On Tuesday the House’s Plenary mandated its Joint Committee on Ways, Means, Finance & Development Planning, the Judiciary and Investment, Contracts and Monopolies to probe the agreement and report to Plenary in two weeks.

The House’s decision was prompted by a letter from President Ellen Johnson Sirleaf, urging the Legislature to ratify the agreement.

According to the letter from the President, the duration of the agreement is 15 years, and it will include financing, construction, development, and operation of a clinker grinding unit with cement packing and dispatch plant of 1,000 tons per day, expendable to 2,000 tons per day capacity, within the Freeport of Monrovia.

The President wrote: “Dangote Cement Liberia Ltd is registered under the laws of the Republic of Liberia, and its parent investor, Dangote Cement Plc, is a fully integrated cement investor in Nigeria, Benin, Ghana, Senegal, South Africa, Zambia, Tanzania, Ethiopia, Republic of Congo and Gabon with total existing production capacity of 15.7m tons per annum and new production projects in development with 17.7m tons per annum additional capacity.
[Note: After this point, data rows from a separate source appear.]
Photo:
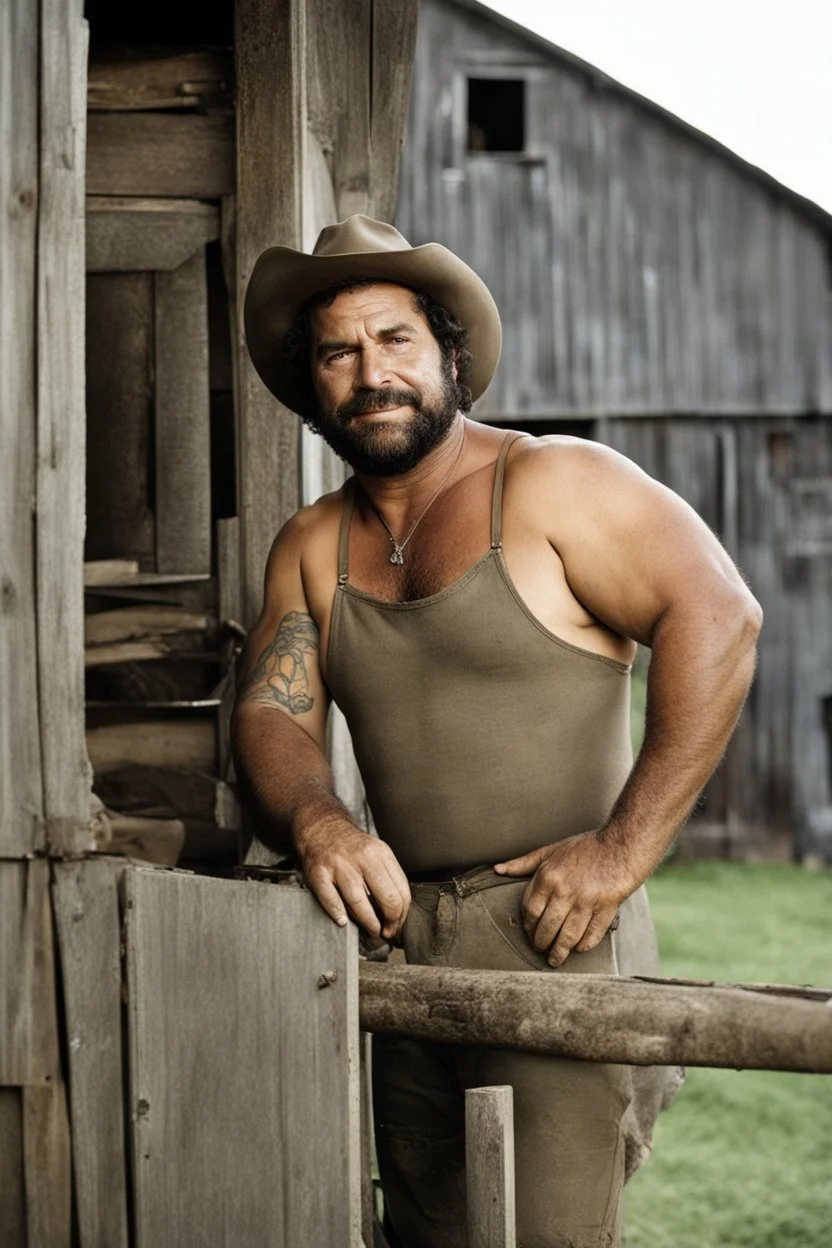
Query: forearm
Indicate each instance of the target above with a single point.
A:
(286, 776)
(701, 668)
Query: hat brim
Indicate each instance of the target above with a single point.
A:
(285, 278)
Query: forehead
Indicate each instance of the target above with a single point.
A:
(376, 303)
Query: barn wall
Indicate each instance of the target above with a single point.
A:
(638, 270)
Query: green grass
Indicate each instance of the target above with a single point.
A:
(742, 1160)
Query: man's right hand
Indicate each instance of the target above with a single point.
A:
(351, 871)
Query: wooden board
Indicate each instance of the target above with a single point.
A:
(160, 154)
(166, 80)
(186, 743)
(13, 1203)
(20, 768)
(243, 1086)
(270, 48)
(86, 911)
(393, 48)
(182, 419)
(29, 1053)
(136, 235)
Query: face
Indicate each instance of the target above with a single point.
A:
(386, 394)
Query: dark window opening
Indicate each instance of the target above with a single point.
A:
(495, 115)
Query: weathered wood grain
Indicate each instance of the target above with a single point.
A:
(393, 48)
(489, 1167)
(86, 911)
(167, 80)
(21, 829)
(261, 1091)
(29, 1053)
(13, 1204)
(119, 380)
(183, 743)
(139, 235)
(270, 49)
(48, 1166)
(182, 419)
(636, 1022)
(159, 154)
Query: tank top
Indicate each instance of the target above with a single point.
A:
(479, 734)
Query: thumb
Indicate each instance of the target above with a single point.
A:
(525, 865)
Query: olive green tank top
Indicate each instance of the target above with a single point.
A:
(479, 733)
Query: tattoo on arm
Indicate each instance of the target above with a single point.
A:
(281, 677)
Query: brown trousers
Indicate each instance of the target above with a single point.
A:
(569, 1117)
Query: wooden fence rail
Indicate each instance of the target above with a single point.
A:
(604, 1018)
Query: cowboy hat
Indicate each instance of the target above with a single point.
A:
(285, 278)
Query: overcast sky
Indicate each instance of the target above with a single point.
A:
(754, 74)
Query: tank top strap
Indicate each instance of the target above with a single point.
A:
(497, 497)
(343, 536)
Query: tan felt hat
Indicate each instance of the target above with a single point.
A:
(285, 278)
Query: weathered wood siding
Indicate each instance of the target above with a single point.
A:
(638, 270)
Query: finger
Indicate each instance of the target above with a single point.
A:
(595, 931)
(569, 935)
(524, 865)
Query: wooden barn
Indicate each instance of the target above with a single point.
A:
(665, 297)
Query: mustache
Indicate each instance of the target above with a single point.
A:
(374, 401)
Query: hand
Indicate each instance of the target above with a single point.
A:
(349, 870)
(575, 889)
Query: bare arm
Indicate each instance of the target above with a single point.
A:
(278, 731)
(648, 567)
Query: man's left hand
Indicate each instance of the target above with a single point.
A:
(575, 889)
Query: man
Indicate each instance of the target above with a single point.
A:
(473, 603)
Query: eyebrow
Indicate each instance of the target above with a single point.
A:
(389, 332)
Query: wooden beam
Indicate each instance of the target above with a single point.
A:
(159, 154)
(394, 35)
(270, 46)
(182, 419)
(89, 935)
(125, 235)
(600, 1017)
(125, 81)
(21, 825)
(489, 1167)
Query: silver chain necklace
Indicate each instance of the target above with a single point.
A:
(397, 554)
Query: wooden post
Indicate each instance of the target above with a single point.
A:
(489, 1167)
(604, 1017)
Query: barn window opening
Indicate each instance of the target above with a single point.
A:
(495, 115)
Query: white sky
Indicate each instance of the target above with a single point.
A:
(754, 74)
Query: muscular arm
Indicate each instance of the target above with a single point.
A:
(644, 564)
(278, 731)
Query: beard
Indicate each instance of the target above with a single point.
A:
(388, 448)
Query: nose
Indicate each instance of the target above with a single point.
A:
(373, 372)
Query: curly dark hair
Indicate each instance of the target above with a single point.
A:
(447, 330)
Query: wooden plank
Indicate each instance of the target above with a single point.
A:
(48, 1167)
(281, 1123)
(393, 49)
(86, 911)
(124, 81)
(29, 1053)
(21, 829)
(270, 46)
(489, 1167)
(13, 1204)
(185, 743)
(182, 419)
(339, 82)
(159, 154)
(136, 235)
(633, 1021)
(119, 387)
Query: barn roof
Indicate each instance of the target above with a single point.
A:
(604, 82)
The investor operates Obajana Cement Plant (OCP), the largest cement plant in sub-Saharan Africa with a capacity of 7.7m Mtpa.”

She added: “Hon. Speaker, when ratified, this project will create jobs during its construction operations and expansion phases. The investor shall also provide a scholarship for study in Liberia, through an investor grant of US$15,000 annually.
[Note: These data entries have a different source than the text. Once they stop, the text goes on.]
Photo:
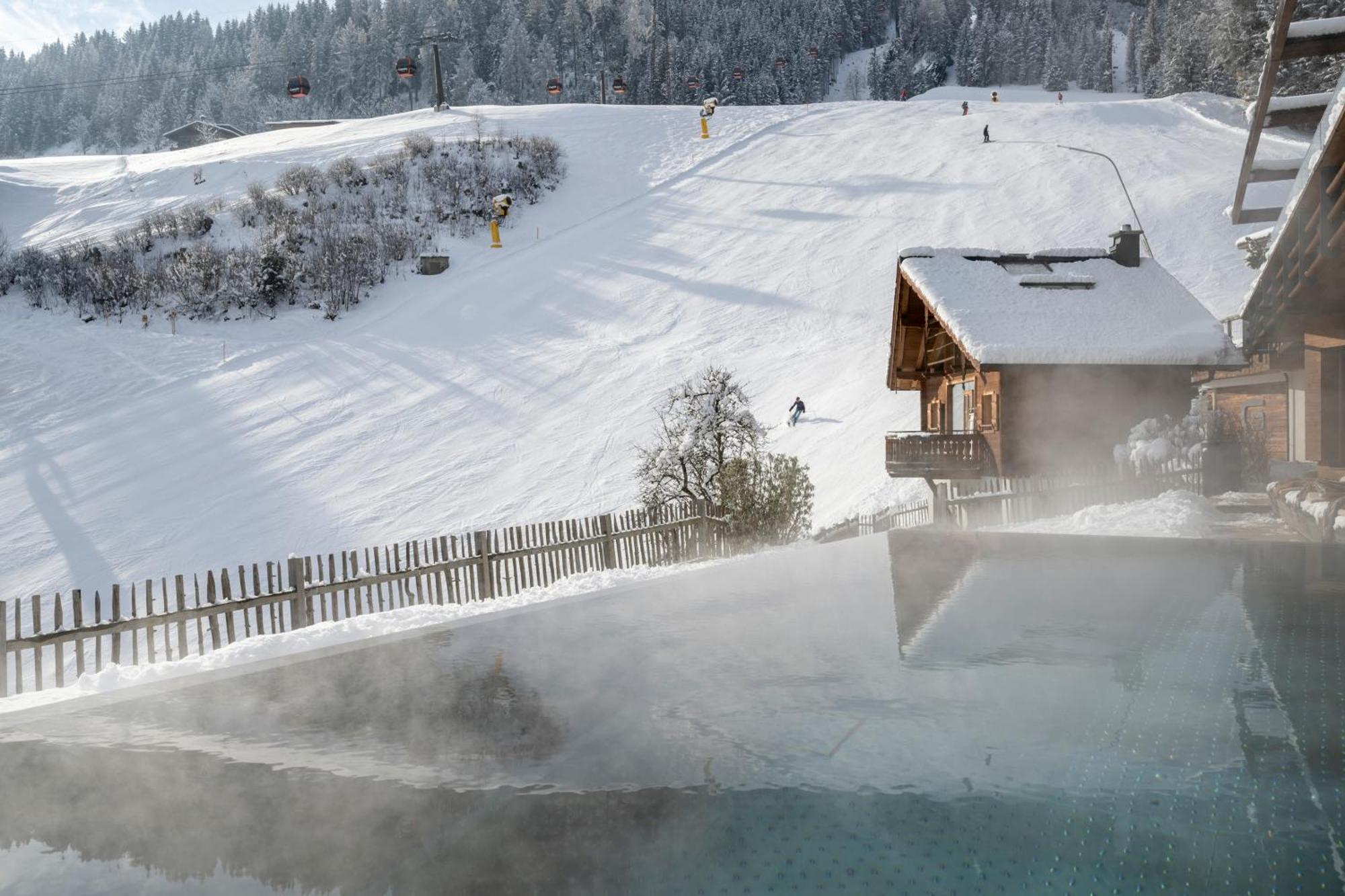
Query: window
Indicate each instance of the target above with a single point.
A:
(934, 416)
(989, 411)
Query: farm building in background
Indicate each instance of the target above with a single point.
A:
(197, 134)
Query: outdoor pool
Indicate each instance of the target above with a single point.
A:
(906, 713)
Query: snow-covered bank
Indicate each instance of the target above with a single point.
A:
(333, 634)
(512, 388)
(1174, 514)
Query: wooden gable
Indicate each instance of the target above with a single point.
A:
(921, 346)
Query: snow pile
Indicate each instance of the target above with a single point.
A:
(1313, 503)
(1129, 317)
(332, 634)
(1157, 442)
(1174, 514)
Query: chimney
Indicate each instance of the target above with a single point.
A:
(1125, 247)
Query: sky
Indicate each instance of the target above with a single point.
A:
(28, 25)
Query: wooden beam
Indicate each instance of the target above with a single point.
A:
(1299, 116)
(1268, 88)
(1264, 174)
(1315, 46)
(1256, 216)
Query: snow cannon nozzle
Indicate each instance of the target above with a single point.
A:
(1125, 247)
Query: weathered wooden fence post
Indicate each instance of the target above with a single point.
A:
(939, 505)
(5, 651)
(299, 606)
(606, 526)
(704, 509)
(485, 579)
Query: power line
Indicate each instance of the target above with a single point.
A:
(124, 80)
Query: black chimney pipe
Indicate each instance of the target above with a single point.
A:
(1125, 247)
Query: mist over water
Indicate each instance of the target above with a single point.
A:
(894, 713)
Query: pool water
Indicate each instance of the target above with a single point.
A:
(906, 713)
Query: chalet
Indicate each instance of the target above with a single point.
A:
(197, 134)
(1293, 319)
(1036, 362)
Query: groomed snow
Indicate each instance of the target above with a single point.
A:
(1174, 514)
(332, 634)
(512, 388)
(1128, 317)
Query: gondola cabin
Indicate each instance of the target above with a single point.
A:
(1038, 362)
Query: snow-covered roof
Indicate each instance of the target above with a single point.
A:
(1316, 28)
(1091, 311)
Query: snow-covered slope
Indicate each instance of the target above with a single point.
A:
(513, 386)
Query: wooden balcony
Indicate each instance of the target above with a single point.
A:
(938, 455)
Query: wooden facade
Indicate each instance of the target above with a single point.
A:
(1012, 420)
(1293, 392)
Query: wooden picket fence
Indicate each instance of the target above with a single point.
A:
(909, 516)
(1001, 501)
(167, 620)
“The scholarship beneficiaries will be students who are Liberian citizens and residents of the district in which the terminal is located. The investor is also expected to assist Government in the maintenance of the roads leading to its Port terminal.”

The President further said: “Mr. Speaker, I am glad that after two years of persistent effort, Liberia will finally join the many other African countries that are benefiting from an investment by Africa’s most successful corporate entrepreneur.
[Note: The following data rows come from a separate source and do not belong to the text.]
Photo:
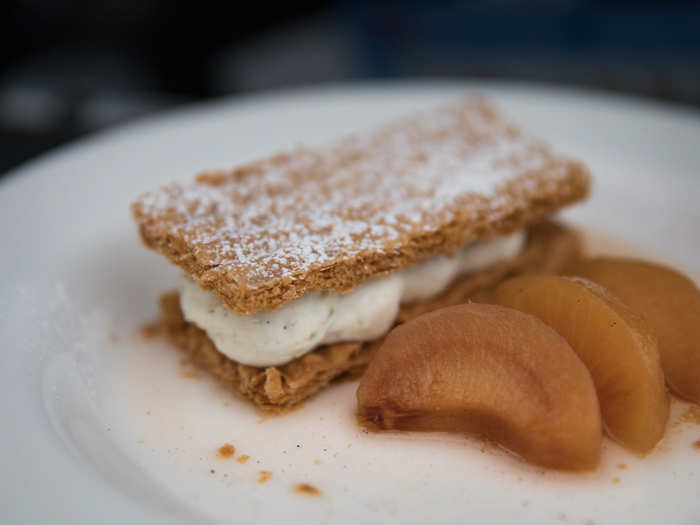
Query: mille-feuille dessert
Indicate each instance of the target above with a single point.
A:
(296, 265)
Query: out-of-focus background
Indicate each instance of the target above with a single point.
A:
(70, 68)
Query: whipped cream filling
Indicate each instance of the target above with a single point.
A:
(267, 338)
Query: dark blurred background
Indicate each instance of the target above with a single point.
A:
(69, 68)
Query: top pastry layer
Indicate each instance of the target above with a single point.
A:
(330, 218)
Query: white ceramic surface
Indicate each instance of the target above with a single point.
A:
(100, 426)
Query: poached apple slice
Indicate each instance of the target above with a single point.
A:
(486, 370)
(617, 346)
(669, 302)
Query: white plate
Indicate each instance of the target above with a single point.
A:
(100, 427)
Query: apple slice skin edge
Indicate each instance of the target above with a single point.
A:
(616, 345)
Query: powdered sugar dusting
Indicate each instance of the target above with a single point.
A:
(294, 212)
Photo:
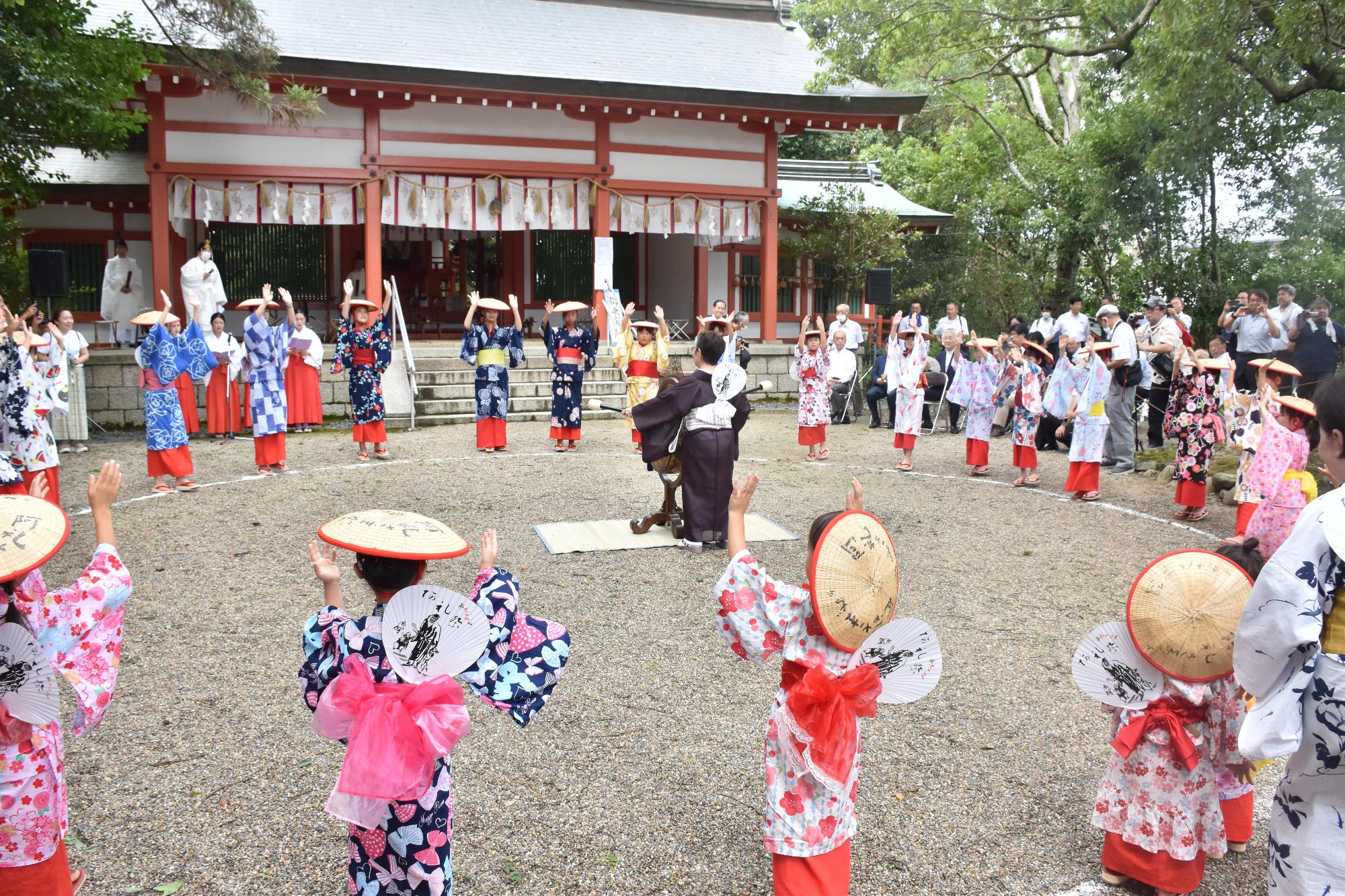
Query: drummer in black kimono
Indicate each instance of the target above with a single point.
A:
(704, 425)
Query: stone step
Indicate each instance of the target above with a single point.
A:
(516, 389)
(465, 374)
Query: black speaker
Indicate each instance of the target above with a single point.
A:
(878, 287)
(48, 275)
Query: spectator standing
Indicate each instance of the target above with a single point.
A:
(843, 369)
(853, 331)
(1159, 338)
(1317, 343)
(954, 322)
(1257, 331)
(1124, 364)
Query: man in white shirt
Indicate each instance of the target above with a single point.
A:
(841, 376)
(1120, 448)
(1075, 325)
(852, 329)
(953, 323)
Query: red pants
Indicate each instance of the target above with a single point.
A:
(1238, 818)
(825, 874)
(1083, 475)
(173, 462)
(490, 434)
(813, 435)
(53, 482)
(1156, 869)
(50, 877)
(1191, 494)
(270, 450)
(1245, 516)
(375, 432)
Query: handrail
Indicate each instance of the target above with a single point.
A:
(400, 326)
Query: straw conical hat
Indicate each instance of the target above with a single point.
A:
(393, 533)
(1184, 610)
(32, 532)
(151, 318)
(855, 579)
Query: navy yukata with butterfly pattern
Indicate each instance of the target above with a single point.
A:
(410, 850)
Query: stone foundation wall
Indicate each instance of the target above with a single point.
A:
(116, 399)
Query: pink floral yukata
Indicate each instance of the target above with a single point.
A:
(80, 631)
(759, 618)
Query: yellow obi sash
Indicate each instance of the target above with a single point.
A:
(1307, 482)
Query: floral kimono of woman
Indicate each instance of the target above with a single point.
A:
(1194, 419)
(574, 352)
(80, 631)
(1278, 471)
(1291, 654)
(410, 849)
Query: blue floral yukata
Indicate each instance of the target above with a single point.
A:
(410, 850)
(367, 389)
(568, 377)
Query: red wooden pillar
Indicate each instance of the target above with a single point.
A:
(770, 243)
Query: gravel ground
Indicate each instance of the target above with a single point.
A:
(644, 774)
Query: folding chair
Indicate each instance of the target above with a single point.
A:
(935, 380)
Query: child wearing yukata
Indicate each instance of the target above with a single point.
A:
(907, 356)
(974, 389)
(1280, 467)
(574, 352)
(1023, 385)
(404, 845)
(809, 369)
(1291, 655)
(79, 631)
(365, 349)
(166, 356)
(1159, 801)
(493, 350)
(267, 349)
(1194, 420)
(642, 354)
(813, 735)
(1243, 425)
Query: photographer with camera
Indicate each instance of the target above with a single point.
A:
(1257, 333)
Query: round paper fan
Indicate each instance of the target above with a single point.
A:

“I, therefore, urge the Legislature to ratify this Agreement, which will bring many key benefits to our people including: stabilizing and making the prices of cement affordable; ensuring the constant availability of cement on the local market; creating employment opportunities; and contributing immensely to the economic recovery and development programs of the country.”


  1. Dangote is not only Africa’s richest man, but also the richest black man of African descent on the planet.
    At least Africa has something to be proud of……one of their own is investing in Liberia

  2. The investment is small per the years it is asking to be granted operations in Liberia. Besides, the location of the plant should be outside the Freeport of Monrovia. $41,000,000.00 is not lot of money and our law makers should reject this investment package. It is really small….I know Liberians desired opportunities to create jobs, but law makers need to set bench marks because $41 million to construct a factory and start production, create distributions outlets is small money. I think with the project being housed in the Freeport of Monrovia, create the impression that this will not be manufacturing, but rather, the cement will be manufactured abroad and imported as a completed manufacture product to be sold on the Liberian market. REJECT, REJECT.

    • J.A.A; I should remind you; “the joining of a thousand miles begins with one step.” As per the article, the cement plant will expanded, with higher capacity. You are however right about the location of the cement plant. For Heaven’s Sake; not the Freeport of Monrovia. There’s too much moisture at the Port. That could become a very big problem for the finished product-cement, it might get caked up before it even leaves the manufacturing plant. Besides, there’s the problem of corrosion, caused by salty moist ainor from the Tropical Atlantic Ocean. The cement plant should be located a distance away from the ocean. Rust can become a major problem. Think it all over…

    • NB. Corrections: I should have written, “The Journey of a thousand miles begins with one step.” The cement plant will be expanded, with higher capacity. There’s the problem of corrosion caused by the salty MOIST-AIR from the Tropical Atlantic Ocean. Pardon!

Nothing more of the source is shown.